For many organizations, cybersecurity was already an area of heightened focus and concern. Growing dependence on online tech combined with an increase in data breaches makes strict, evolving security protocols essential. The pandemic ushered in more remote work, virtual events, email and digital marketing, and consumers’ use of apps and websites.
All of this means a lot more data is going back and forth between systems and networks. Employees are accessing internal resources from home and VPN connections. Cloud-based services that involve partnerships with vendors can call for more monitoring and securing of sensitive information. Consumer privacy is an even more prevalent concern, largely due to escalations in scams, surveillance technology, and online exchanges.
Cyberattacks went up during COVID-19, as did phishing scams and fraudulent unemployment claims. Phony websites, texts, and emails requesting personal information tied to stimulus checks and COVID-19 vaccine waiting lists have been common.

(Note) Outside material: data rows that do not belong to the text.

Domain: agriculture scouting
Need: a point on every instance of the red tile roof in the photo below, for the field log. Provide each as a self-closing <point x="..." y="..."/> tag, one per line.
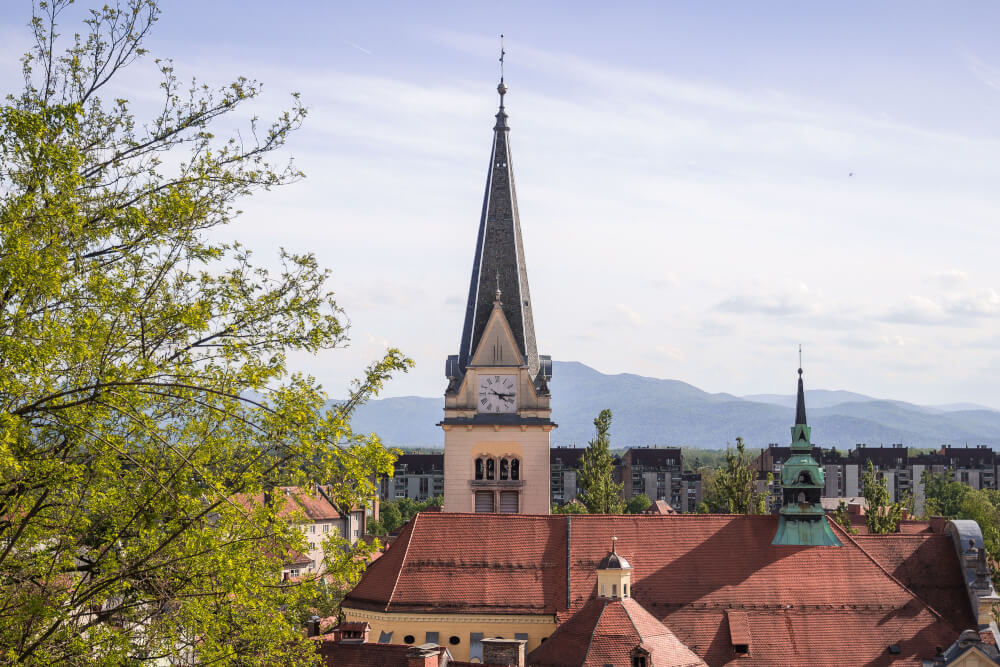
<point x="803" y="604"/>
<point x="928" y="565"/>
<point x="605" y="632"/>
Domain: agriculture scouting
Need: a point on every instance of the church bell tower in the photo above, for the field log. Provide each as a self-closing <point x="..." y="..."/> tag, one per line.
<point x="497" y="404"/>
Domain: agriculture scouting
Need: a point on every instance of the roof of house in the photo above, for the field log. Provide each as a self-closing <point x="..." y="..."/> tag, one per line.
<point x="606" y="632"/>
<point x="660" y="507"/>
<point x="420" y="464"/>
<point x="296" y="503"/>
<point x="688" y="570"/>
<point x="652" y="456"/>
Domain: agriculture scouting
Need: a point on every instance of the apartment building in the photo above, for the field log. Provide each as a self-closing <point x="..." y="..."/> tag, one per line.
<point x="975" y="466"/>
<point x="416" y="476"/>
<point x="659" y="473"/>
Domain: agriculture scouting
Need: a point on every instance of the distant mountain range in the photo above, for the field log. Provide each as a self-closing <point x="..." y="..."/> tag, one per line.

Imposter scams where people claim to represent government agencies delivering pandemic relief have also targeted consumers. As long as cybercriminals can access data, including email addresses and phone numbers, scams will keep happening.
That may be why spending on cybersecurity by organizations went up to $11.4 billion in 2020, an increase of 50% from two years before. That spending isn’t going to slow down, especially as remote and hybrid work becomes integrated into the workplace. Companies will likely put money into technology related to cybersecurity, training, and security protocols. According to analysts, the global cybersecurity market will rise to $245 billion over the next few years.
4. Final Thoughts
The changes the world and the economy experienced during the pandemic posed challenges to people’s sense of security. Shifts in the way individuals accessed essential services and products would not have happened without technology.
Consumer behavior adjustments tied to healthcare, shopping, and work, first mandated by public health restrictions, are likely here to stay. Industries tied to tech, such as telehealth, e-commerce, and cybersecurity, stand to benefit the most during the post-pandemic recovery.